Although the results, Mr. Dillon continued, "did show the drug could potentially be very effective for a small percentage of patients," the follow up from the trial "was too short to determine how long this effect would last."

Clinical specialists have advised NICE that about 30% of people treated with ipilimumab would have improved survival, with an estimated 10% potentially experiencing long-term benefits.

Currently no biomarkers have been established to identify patients who will benefit, Mr. Dillon said, and "ipilimumab currently costs around £80k per patient whether the treatment is effective for them or not." On the basis of evidence submitted so far, he said, "ipilimumab is not a cost-effective use of NHS resources."

NICE’s decision on ipilimumab is likely to be met with fierce criticism and appeals in the United Kingdom, where about 10,000 new cases of malignant melanoma are registered each year, a fifth of them in young adults between the ages of 15 and 39. Some 400-500 Britons with advanced melanoma have disease that has progressed on second-line treatment, NICE said.
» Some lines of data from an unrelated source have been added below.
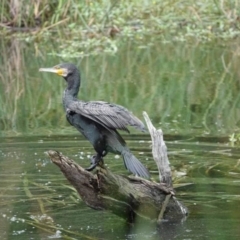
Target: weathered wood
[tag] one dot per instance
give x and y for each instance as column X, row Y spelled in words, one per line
column 126, row 196
column 159, row 152
column 122, row 195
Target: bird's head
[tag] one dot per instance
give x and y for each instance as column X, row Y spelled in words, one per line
column 63, row 69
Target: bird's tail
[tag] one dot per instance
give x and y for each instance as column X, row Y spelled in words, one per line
column 134, row 165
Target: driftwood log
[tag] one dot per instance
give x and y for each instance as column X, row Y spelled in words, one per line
column 127, row 197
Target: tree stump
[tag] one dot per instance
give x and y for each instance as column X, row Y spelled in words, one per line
column 127, row 196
The 5-year survival rates are between 40% and 50% for stage III disease and 5%-15% for stage IV disease, where median survival is 6-9 months.

Ipilimumab is administered intravenously. It works by blocking the activity of CTLA-4, boosting and prolonging the body’s T-cell response against cancer cells. At £20k per dose, and four doses per course of treatment, NICE estimates the incremental cost effectiveness ratio for ipilimumab at between £54,000 and £70,000 per quality-adjusted life-year gained, based on current evidence.

NICE’s draft guidance on ipilimumab is open for comment until Nov. 4.